Ten years ago, when I first encountered an OFSTED inspector, I naively followed the advice I was given not to plan anything special and taught the lesson that I had planned before I knew that we were being inspected.  This happened to be a full lesson of silent assessment.  It was graded as ‘outstanding’ because the inspector was allowed to use his professional judgement; he saw the relationship I had with my class in the way they approached and followed the strict rules of my classroom.  He saw my lesson plans and spoke to the students and was satisfied that for me to deliver anything other than the planned hour of silence would be to undermine the carefully thought out programme of learning that I had provided for the students.  He checked their books and saw evidence of learning, teaching, marking and progress.  He spoke with them and had no doubt that they had been well taught.  Both he and I were trusted as professionals to put the students’ interests before the box-ticking.

Now, upon inspection, I am expected to be able to provide hard evidence of progress every twenty minutes.  I should ensure that I have included elements of ECM, PLTS, AfL and VAK (of course, these acronyms are subject to the whims of those in power and will undoubtedly change – of the four, only VAK was around when I trained, and ICTAC has come and gone in the meantime).  60 alphanumeric levels (current and target for each student) should be on the tip of my tongue every hour and every student should be doing something which is clearly productive at every moment.  The lesson I taught ten years ago would now be ‘poor’.  What this means in practice is that given the same set of circumstances, my students would arrive at their lesson prepared for an assessment and instead be surprised by a show lesson.  Fine.  I’ll play the game.  I’ll get my ‘outstanding’.  Who has benefited?  The students’ learning has been disrupted and neither I nor the inspector has been trusted to exercise the slightest bit of professional judgement.

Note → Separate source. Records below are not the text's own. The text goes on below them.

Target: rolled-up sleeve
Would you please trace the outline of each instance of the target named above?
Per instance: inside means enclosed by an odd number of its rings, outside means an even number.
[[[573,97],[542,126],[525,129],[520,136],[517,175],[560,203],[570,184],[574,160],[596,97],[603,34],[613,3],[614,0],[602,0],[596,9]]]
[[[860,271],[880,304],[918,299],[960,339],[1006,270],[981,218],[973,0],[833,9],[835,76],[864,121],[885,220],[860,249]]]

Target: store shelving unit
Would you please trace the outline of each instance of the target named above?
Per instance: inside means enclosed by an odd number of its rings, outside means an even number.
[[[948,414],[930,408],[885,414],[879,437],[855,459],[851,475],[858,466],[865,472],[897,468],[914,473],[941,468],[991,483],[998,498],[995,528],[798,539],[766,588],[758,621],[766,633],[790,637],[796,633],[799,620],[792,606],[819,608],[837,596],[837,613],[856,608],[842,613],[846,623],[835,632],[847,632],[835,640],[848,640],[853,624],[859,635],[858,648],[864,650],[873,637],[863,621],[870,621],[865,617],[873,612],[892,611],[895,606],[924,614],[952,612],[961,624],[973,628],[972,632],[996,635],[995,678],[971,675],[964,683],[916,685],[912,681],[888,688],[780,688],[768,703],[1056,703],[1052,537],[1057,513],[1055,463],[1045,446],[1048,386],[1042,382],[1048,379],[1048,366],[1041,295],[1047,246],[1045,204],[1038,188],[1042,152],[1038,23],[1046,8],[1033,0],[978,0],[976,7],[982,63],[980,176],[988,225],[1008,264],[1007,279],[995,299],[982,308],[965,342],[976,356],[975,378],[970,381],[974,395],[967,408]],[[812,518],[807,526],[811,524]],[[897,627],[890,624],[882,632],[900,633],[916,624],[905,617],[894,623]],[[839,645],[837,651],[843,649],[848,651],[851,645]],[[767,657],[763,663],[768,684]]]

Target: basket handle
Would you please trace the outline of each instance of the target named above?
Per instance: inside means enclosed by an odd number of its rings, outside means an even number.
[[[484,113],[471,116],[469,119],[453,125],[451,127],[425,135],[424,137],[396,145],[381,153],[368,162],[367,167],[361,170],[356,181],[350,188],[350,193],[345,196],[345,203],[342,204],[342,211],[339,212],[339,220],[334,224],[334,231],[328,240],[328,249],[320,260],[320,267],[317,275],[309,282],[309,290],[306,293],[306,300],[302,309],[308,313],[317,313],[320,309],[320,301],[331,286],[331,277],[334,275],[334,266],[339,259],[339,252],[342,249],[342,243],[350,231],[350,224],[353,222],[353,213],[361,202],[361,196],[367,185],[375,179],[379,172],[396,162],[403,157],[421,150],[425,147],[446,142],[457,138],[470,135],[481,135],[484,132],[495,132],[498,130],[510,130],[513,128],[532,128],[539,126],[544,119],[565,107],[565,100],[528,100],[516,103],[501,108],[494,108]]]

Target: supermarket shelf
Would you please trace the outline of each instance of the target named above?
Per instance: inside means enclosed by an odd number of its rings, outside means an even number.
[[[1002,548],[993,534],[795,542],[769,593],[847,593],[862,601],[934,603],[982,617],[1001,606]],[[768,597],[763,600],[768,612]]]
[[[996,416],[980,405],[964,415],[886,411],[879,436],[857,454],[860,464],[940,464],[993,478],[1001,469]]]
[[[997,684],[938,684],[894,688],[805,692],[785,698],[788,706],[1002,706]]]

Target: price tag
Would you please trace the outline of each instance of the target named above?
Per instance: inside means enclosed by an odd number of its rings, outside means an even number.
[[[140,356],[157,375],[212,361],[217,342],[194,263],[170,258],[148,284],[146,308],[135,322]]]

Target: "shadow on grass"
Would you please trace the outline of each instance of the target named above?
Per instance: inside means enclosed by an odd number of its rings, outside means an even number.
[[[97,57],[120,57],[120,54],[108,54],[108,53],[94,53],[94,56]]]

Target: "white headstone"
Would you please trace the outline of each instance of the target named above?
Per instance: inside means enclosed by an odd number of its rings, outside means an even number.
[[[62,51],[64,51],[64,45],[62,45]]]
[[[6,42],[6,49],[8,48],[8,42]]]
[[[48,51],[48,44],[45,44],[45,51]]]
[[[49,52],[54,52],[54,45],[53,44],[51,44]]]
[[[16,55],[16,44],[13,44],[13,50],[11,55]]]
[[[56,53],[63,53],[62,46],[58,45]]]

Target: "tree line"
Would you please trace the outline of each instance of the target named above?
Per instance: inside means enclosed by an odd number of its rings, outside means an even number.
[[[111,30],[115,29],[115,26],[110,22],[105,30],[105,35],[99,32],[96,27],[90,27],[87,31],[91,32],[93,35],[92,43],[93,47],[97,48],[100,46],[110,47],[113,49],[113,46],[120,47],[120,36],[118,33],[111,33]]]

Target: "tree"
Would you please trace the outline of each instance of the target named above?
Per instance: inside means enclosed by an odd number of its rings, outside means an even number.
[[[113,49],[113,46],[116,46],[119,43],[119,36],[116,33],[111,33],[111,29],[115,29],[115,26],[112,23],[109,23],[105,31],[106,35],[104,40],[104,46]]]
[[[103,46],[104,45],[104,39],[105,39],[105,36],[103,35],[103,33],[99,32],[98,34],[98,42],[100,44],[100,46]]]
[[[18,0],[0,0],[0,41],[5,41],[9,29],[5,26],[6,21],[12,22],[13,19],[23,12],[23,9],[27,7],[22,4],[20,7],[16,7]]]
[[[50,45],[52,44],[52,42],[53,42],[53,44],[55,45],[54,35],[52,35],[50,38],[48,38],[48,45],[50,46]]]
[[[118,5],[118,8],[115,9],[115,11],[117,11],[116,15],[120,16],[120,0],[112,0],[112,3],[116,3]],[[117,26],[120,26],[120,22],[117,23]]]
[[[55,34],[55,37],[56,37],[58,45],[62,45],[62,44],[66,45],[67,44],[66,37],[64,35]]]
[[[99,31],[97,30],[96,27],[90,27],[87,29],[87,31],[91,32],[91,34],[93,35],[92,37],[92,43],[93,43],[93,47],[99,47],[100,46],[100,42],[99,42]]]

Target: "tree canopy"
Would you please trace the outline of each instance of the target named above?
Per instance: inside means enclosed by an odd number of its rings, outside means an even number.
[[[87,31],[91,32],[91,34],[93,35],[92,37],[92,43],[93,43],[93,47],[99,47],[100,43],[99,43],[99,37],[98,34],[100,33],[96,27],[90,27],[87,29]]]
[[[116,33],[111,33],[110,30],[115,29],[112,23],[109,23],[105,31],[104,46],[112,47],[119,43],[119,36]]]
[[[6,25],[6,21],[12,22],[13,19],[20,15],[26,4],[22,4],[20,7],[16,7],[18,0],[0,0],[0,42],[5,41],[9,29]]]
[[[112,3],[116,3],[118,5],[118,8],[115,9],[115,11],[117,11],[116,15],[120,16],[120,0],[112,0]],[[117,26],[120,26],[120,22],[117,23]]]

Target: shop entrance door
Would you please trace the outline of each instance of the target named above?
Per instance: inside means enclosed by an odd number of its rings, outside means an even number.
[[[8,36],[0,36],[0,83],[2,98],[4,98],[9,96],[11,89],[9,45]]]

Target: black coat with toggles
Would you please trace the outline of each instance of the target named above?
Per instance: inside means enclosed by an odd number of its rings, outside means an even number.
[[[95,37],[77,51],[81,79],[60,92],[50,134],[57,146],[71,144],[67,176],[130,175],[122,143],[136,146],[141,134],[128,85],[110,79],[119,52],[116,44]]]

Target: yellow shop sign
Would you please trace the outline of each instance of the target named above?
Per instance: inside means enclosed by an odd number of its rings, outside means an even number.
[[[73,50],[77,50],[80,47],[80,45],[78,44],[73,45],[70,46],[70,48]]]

Three weeks ago I was in Nepal.  Whilst I was there I had the pleasure and the privilege of spending a few days at a school in Kathmandu and working with them to modernise their curriculum and pedagogical approach.  Freed from the shackles of an inspection regime designed to produce figures which can be spun by the ruling party to ‘prove’ their success at educating the nation, we were able to make fundamental changes which would profoundly alter the learning experience of the students for the better.  We were able to use our combined and varied experience to find solutions to contextual problems and implement them without having to justify ourselves; it was enough for us all to know that we had the students’ best interests at heart.

The whole experience was inspirational for me; the opportunity to be an educator, rather than an acronym-fulfiller was motivating and rewarding.  My relationship with the school in Kathmandu is ongoing and their students and mine continue to benefit.  I’d find it hard to provide evidence for this that would satisfy the current OFSTED regime because the delight on my students’ faces when I showed them photos of Nepali children enjoying their work and the enthusiasm with which the Nepali teachers embraced our relationship can’t be quantified on a tick sheet.  This saddens me.

I became a teacher because there’s not much else you can do with a degree in Theology and Religious Studies and because I like holidays.  I remain a teacher despite the bureaucracy.